Wednesday, May 25, 2011

Russian Roulette or is Yandex the Real Deal?


"Lifestyles of the rich and famous, they're always complainin', always complainin."


Just three days after LinkedIn went public on the NYSE, "Russia's Google" or Yandex, went public on the Nasdaq in the most pricey internet offering since Google in 2004. What does that mean? Well the company raised $1.3 billion for the IPO and just like LinkedIn, it went from being valued at around $4-5 billion to $11 billion when all was said and done. Just a couple months ago we heard numerous reports about how private companies who were seeing success on the private market had no desire or were in no rush to go public, let's stop the bullshit. LinkedIn's IPO just opened the floodgates for a number of these so-called "satisfied being private" companies. Sarbanes-Oxley, cloud computing, blah blah blah. Going public is still the ultimate goal especially considering the interest in technology related companies.

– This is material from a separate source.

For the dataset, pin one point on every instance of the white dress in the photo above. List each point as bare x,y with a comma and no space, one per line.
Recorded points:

But first, Yandex. Shares skyrocketed north of 55% on Tuesday, and the stock went from being priced at $25 at the beginning of the day to $38.84 by closing bell. Like LinkedIn, Yandex is profitable ($29 million last year) and has a net income of $134.3 million with a revenue of $439.7. Also like LinkedIn, Yandex isn't in its nascent stages or a company that just got VC funding last week. They've been around since 1997 under the leadership of CEO Arkady Volozh, a mathematician, and Ilya Segalovich, a geophysicist.


It's been awhile since the Russians had much to celebrate. They were the first to get to space, have had the best chess players, terrific writers, some talented hockey players and figure skaters, and now they've made their way into the new technology boom. Billionaire investor and entrepreneur Yuri Milner has been the center of attention the past couple years for his investments in Zynga and Facebook. His company DST Global (or Mail.Ru) now owns a 2% or $200 million stake in Facebook. He is one of the few people in Europe right now who gets IT and seemingly knows where to put his money-in Silicon Valley start-ups. Might come with being a Upenn graduate? Maybe. What I'm getting at here is that Russia/Eastern Europe is turning it around it terms of where they stand with innovation going forward. What venture capital giants Marc Andreeson and Ben Horowitz are to the US, Milner is to Russia. For every billionaire investor, we need brilliant entrepreneurs. Didn't Larry Page and Sergey Brin have physics backgrounds? Besides being older, these two Yandex guys have things in common with Google's bosses. It's a great thing for the country who's English speaking skills are clearly lacking, given Yandex's 60% market share in the country and its 270 million users. I also like this company because they've shown consistent revenue increases the past 3 years and they were established in '97, in the middle of the dot-com boom so they've been able to tweak their business model and technology to succeed now.


How do I know this "we don't need to go public" talk is overrated? Because Zynga just filed to IPO yesterday a year ahead of schedule. If LinkedIn and Yandex have had such succesful IPOs with a fraction of Zynga's $400 million profit in 2010, why shouldn't Zynga go public? It would be stupid not to given this "frothiness" in the market. Zynga, the maker of the Facebook game Farmville, Mafia Wars, and now Gagaville among many others, has been the social gaming leader for the past couple years. Facebook will not go away anytime soon, as a result, neither will Zynga. What will all the soccer moms do without Farmville? It's hard to imagine that world.

Look for Facebook and Groupon to be next in line for filing there IPOs sooner rather than later. Facebook is scheduled to go public April of 2012, but given the high interest in anything technology/internet related, they should get in NOW. Out of all the hot start-ups, Groupon is the one I have the least amount of faith in. Their business model, which mainly support small-businesses, can't be logical in the long-run for these companies, or can it? I think right now Groupon and LivingSocial are hot ideas to experiment with because the idea is new, it's something these restaurants have never tried-giving customers major discounts in hopes that they'll eat their food at a smaller price. Maybe it will continue to succeed 3-5 years down the road and I'll be proved wrong, but I don't think its sustainable for the sake of keeping these small businesses running or being profitable.